このようなトラブルを回避するためにおすすめしたい方法は「家族信託」です。
家族信託とは、文字のとおり家族を信じて財産を託すという意味の信託契約の方法です。財産を託された家族が柔軟に財産の管理が行えるように設けられた制度なので、Uさんのようなケースでよく利用されている制度です。
この家族信託を設定しておくと、合法的に円滑な財産の管理や処分を行うことができます。
Uさんの場合では、ご自宅を信頼できる家族である娘さんに託すことで、娘さんはUさんのために託されたご自宅の管理や処分を行うことができるのです。
Uさんと娘さんで結ぶ家族信託は以下のとおりです。
まず、信託を依頼する委託者をUさんとします。
そして、Uさんの依頼した信託契約を受ける受託者は娘さんです。
信託財産から収入を得ることができる受益者はUさんにします。
Uさんが認知症などで判断能力の低下が認められたり、施設への入所を希望した際、信託財産であるご自宅の管理や処分をするのが難しいUさんのかわりに娘さんが行うことができます。

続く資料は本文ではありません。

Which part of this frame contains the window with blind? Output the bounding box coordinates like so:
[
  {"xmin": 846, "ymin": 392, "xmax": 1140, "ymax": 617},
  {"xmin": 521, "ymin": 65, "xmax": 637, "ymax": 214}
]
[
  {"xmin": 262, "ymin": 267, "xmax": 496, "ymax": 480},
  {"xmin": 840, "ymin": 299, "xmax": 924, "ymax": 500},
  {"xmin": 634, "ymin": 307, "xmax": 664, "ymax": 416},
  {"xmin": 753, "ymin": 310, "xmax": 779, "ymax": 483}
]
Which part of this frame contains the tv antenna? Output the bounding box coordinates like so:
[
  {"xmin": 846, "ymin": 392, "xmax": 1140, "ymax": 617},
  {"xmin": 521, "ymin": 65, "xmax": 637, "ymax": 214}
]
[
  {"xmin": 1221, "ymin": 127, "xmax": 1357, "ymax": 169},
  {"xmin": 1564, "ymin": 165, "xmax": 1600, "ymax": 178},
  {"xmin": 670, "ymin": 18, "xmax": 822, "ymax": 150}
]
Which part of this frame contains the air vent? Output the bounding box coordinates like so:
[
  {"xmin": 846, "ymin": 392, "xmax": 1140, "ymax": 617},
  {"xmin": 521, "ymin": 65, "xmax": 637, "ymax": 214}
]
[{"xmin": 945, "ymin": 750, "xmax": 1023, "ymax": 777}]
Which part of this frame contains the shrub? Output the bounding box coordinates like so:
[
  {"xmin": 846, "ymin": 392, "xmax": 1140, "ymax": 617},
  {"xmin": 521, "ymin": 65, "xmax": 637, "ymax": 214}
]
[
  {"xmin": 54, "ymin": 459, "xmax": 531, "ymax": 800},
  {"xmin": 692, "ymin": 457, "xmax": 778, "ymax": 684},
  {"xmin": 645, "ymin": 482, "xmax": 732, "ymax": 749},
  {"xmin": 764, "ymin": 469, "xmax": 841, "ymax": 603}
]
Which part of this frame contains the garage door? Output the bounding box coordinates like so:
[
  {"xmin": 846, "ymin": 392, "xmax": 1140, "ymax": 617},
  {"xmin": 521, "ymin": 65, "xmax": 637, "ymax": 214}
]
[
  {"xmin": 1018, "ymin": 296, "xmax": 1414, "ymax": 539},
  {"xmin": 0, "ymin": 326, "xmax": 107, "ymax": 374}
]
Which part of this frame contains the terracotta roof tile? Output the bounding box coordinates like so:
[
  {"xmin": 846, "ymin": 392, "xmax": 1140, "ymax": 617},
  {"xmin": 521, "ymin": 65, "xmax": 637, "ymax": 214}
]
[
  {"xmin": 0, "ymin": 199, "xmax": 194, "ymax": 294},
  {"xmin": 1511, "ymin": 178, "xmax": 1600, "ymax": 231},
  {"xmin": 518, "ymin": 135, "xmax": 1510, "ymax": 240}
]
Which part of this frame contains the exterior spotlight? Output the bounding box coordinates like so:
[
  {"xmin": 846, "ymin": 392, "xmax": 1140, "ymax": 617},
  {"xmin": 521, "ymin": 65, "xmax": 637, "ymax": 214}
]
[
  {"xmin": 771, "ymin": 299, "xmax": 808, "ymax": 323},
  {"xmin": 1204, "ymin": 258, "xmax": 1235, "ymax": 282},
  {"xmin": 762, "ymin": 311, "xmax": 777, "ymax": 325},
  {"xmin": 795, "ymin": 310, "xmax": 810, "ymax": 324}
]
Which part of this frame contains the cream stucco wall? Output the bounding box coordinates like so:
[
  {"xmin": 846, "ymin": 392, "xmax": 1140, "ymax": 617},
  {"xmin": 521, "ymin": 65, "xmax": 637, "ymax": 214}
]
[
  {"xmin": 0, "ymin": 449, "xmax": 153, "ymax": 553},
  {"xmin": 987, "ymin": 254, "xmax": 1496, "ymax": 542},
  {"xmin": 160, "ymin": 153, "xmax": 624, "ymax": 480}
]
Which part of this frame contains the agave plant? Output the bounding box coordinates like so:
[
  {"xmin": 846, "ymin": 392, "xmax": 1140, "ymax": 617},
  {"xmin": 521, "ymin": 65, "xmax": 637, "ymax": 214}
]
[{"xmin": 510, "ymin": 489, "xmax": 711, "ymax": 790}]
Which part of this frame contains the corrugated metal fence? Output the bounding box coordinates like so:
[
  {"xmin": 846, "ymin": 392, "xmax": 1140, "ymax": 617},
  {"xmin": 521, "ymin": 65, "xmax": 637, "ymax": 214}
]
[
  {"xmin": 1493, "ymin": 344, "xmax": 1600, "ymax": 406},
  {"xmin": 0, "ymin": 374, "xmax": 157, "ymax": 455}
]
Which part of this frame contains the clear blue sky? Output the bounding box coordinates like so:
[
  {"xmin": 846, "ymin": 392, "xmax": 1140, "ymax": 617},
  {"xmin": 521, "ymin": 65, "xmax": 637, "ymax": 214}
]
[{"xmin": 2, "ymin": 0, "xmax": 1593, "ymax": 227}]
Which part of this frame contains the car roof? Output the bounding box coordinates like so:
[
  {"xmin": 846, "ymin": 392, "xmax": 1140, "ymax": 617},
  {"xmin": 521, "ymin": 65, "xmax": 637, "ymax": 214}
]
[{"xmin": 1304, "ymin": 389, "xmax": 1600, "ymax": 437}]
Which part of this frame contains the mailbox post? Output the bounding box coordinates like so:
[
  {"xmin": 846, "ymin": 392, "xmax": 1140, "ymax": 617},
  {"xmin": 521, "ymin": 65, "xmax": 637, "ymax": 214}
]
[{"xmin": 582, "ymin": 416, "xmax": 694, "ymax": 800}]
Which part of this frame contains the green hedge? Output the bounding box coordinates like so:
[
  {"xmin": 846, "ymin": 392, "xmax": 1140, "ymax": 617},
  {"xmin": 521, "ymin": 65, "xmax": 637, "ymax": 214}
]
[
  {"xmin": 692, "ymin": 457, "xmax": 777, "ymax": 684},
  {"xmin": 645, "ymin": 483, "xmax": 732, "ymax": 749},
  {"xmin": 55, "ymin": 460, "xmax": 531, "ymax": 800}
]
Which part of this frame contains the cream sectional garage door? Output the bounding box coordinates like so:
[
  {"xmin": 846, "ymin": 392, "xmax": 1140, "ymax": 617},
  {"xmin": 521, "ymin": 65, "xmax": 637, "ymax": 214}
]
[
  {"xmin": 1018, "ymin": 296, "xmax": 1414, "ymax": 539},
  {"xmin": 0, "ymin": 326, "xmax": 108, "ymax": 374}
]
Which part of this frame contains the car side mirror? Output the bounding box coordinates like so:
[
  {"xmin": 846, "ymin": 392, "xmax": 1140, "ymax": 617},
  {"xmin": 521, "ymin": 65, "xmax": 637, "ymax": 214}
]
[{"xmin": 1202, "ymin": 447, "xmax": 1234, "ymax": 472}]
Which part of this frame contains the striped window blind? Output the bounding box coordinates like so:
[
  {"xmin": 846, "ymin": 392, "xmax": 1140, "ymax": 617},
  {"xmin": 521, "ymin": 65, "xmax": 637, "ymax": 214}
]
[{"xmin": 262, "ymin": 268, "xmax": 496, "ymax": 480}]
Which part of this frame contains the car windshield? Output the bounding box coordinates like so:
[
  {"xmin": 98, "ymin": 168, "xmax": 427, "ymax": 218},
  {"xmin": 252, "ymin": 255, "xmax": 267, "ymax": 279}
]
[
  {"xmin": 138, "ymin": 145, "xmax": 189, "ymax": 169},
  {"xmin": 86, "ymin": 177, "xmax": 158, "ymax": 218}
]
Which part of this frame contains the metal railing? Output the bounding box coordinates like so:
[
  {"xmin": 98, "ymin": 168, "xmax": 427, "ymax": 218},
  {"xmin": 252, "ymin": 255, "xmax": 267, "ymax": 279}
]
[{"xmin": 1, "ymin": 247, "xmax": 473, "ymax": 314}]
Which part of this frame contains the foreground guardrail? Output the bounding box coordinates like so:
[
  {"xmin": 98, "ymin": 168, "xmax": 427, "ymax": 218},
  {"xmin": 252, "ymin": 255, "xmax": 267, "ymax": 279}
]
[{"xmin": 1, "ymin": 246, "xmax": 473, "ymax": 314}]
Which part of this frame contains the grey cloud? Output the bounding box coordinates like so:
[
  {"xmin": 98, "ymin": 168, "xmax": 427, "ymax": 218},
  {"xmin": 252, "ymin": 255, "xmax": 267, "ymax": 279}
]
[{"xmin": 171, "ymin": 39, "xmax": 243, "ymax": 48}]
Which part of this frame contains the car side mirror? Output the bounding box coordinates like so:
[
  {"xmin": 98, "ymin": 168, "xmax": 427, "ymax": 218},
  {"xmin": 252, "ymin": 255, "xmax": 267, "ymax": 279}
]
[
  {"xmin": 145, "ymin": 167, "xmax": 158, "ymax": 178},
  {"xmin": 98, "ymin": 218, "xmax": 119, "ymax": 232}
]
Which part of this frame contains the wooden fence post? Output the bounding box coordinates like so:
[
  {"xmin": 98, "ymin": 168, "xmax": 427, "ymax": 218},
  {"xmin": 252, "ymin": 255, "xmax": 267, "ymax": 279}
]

売却費用は、信託契約で決めた通りに使うことができるので、Uさんの希望を信託契約にいれておきましょう。
例えば、元気な間は自宅に住んでいたいので売却はせず、施設に入所するタイミングで売却して売却費用を施設入所費用や生活費に充てたい、などです。
委託者の希望した信託契約に則り、受託者が財産を管理処分することができるのが家族信託です。
この信託契約はUさんが判断能力の衰えなどなく御元気なうちに結ばなければいけないものなので、海外に暮らしていらっしゃる娘さんともご相談になったうえで、お早目に対策を検討することをおすすめします。